Search code examples
postgresqlwindow-functions

How to calculate total revenue within 3 months in postgresql


Thanks in advance for any help.

I have a table with unique tickets, customer IDs and ticket price. For each ticket, I want to see the number of tickets and total revenue from a customer 3 months after the date of the ticket.

I tried to use the partition by function with the date condition set in the on clause, but it just evaluates all tickets of the customer rather than the 3 month period I want.

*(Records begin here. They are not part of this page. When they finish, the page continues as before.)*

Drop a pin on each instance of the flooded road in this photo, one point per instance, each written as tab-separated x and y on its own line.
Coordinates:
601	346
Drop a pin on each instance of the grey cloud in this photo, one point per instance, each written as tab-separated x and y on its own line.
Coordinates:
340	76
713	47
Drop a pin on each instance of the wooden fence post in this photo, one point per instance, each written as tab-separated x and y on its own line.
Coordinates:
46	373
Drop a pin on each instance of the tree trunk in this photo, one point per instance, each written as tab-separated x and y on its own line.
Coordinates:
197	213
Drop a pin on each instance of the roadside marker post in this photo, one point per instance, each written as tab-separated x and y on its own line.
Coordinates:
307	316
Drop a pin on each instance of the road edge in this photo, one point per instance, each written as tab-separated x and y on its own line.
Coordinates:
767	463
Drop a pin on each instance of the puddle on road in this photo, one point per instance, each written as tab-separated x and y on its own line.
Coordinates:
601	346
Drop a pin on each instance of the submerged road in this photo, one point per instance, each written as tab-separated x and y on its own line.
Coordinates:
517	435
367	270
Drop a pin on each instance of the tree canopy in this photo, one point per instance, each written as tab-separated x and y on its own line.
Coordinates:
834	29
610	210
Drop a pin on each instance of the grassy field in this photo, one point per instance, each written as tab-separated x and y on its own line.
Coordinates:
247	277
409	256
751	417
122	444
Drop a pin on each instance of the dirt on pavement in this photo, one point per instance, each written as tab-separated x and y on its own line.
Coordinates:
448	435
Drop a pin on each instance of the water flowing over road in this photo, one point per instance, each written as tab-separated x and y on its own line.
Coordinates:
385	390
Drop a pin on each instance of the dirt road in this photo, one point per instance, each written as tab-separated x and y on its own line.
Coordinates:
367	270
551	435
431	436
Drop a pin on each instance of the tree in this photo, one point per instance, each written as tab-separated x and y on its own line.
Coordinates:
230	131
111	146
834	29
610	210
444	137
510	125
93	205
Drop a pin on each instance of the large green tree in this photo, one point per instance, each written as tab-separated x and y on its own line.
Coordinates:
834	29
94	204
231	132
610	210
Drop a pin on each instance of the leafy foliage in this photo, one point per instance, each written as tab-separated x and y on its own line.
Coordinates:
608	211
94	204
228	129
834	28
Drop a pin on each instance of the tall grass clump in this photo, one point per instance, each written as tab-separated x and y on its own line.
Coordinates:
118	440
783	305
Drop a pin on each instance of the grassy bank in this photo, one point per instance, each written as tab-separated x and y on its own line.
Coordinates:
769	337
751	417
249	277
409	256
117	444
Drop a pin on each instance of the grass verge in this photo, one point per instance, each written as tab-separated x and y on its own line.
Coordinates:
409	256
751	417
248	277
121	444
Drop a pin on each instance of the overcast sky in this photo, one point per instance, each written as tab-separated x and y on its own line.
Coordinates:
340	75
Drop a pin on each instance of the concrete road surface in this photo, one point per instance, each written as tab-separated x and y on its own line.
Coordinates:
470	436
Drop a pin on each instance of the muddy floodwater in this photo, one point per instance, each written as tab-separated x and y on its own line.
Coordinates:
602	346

select distinct on (at2.ticket_number)
at2.customer_id 
,at2.ticket_id 
,at2.ticket_number 
,at2.initial_sale_date 
,ata.tix "a_tix"
,ata.aov "a_aov"
,ata.rev "a_rev"

from reports.agg_tickets at2 
left join (select at2.customer_id, at2.final_fare_value, at2.initial_sale_date, count(at2.customer_id)  OVER (PARTITION BY at2.customer_id) AS tix,
            avg(at2.final_fare_value) over (partition by at2.customer_id) as aov,
            sum(at2.final_fare_value) over (partition by at2.customer_id) as rev
            from reports.agg_tickets at2
            ) ata
            on (ata.customer_id = at2.customer_id 
            and ata.initial_sale_date > at2.initial_sale_date 
            and ata.initial_sale_date < at2.initial_sale_date  + interval '3 months')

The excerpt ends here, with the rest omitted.